This line from King Lear is part of the title of a 1999 lecture by Dr. Joanne Stroud, one of the founders, along with James Hillman, of The Dallas Institute of Humanities and Culture.
Lear: Who is it that can tell me who I am?
Fool: Lear’s shadow. (Act 1, Scene 4)
The exchange is a fitting lead in to Stroud’s lecture which centers on ideas of identity in the western tradition, especially in Jungian psychology. For Jung, “the shadow,” comprised of the disowned parts of a person or culture, is one of the first archetypal energies we encounter when we begin to look within, hoping to find out what and who we are.
I recommend Stroud’s transcript for its outline of Jung’s ideas as they bear on the western imperative, “Know Thyself,” which was inscribed at the entrance to Apollo’s temple at Delphi.
I’m guessing that the question “Who can tell me who I am,” is an undercurrent in the lives of everyone who has read this far. In addition to our own introspections, don’t we ask friends, teachers, novelists, religions, therapists, books, and even politicians in certain election years?
There is much to be learned from these sources, information that’s useful when choosing a career, a spouse, a place to live, or when plotting a novel or writing a poem. But that’s not what Lear asked or Apollo demanded at Delphi. The answer to the question of identity is like a rainbow, sometimes visible on the horizon, but elusive no matter how we chase it. The time comes when we have to ask the Dr. Phil question, “How’s that working for you?” Could it be that “identity,” as it is commonly imagined – as a kind of cosmic birth certificate – cannot be found?
That’s very good news according to Anam Thubten Rinpoche, a Tibetan Buddhist master I have written about before. I’ve taken some half-dozen daylong retreats with him since 2005, most recently in January of this year. I’ve wanted to write about the event, but it isn’t easy. Rather than add to our store of beliefs and concepts, Anam Thubten suggests we try letting them go. In his second book, The Magic of Awareness 2012, he says, “Good concepts are like a golden chain. Bad concepts are like an iron chain. They all equally bind you in the end.”
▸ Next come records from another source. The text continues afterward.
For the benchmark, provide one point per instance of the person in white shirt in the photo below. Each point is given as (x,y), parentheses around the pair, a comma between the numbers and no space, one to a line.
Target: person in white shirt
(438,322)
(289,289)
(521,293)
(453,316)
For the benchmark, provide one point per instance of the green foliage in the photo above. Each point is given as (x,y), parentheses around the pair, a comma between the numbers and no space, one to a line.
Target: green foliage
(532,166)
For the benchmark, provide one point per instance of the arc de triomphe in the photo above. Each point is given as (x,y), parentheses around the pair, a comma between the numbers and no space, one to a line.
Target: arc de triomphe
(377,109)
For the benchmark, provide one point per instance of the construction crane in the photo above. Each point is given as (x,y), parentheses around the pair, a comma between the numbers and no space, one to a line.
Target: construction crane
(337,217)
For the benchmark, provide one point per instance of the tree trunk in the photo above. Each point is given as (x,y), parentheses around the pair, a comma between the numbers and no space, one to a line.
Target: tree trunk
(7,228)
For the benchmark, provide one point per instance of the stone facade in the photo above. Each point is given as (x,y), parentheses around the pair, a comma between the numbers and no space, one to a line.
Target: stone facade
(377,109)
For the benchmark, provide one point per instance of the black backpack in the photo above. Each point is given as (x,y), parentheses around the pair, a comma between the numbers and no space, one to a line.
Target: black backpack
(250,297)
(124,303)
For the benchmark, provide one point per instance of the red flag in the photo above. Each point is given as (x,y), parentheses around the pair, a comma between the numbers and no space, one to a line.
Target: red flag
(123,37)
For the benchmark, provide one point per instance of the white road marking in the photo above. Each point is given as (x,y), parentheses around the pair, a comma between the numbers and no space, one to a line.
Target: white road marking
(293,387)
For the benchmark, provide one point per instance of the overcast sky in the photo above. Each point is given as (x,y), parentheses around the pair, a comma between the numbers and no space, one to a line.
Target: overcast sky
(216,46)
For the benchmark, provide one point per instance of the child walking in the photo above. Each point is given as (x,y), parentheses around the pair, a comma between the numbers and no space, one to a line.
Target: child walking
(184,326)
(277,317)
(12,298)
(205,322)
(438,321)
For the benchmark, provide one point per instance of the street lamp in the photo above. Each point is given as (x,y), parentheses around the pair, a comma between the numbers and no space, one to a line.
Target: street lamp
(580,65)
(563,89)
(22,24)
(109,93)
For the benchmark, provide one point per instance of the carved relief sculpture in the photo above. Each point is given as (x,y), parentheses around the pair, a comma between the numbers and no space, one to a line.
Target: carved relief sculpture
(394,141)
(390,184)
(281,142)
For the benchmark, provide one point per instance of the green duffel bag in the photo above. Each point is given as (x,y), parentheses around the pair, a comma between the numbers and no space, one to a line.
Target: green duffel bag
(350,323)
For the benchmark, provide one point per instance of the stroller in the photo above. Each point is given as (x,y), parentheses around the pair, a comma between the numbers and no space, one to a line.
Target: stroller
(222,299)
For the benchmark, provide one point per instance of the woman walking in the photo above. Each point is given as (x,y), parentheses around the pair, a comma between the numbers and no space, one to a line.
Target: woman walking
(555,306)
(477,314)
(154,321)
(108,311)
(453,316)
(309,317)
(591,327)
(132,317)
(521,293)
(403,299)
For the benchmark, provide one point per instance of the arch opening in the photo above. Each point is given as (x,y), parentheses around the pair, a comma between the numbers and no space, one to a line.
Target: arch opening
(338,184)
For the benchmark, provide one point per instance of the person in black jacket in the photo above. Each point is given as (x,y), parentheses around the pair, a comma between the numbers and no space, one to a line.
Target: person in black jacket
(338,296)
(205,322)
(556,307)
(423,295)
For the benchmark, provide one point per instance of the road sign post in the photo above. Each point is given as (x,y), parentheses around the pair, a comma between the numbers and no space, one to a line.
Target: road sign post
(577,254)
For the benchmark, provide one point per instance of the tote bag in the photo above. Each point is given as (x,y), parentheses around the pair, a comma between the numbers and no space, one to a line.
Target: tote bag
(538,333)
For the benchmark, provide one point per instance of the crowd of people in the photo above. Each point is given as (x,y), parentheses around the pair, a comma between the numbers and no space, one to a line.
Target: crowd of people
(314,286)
Reading that, I always think of meeting new people in social settings. “What do you do?” is usually one of the first questions. Do you ever resist being pigeonholed when that happens? At such moments don’t we understand that “I” am more than my roles and my vital statistics. Anam Thubten would add that we are greater than all our ideas of identity, which are just more sophisticated pigeonholes.
Next time I will try to describe the simple ways he invites us to drop our stories long enough to glimpse the reality that lies behind them. If that’s biting off much more than I can chew, at least it’s easier than trying to answer Lear’s question.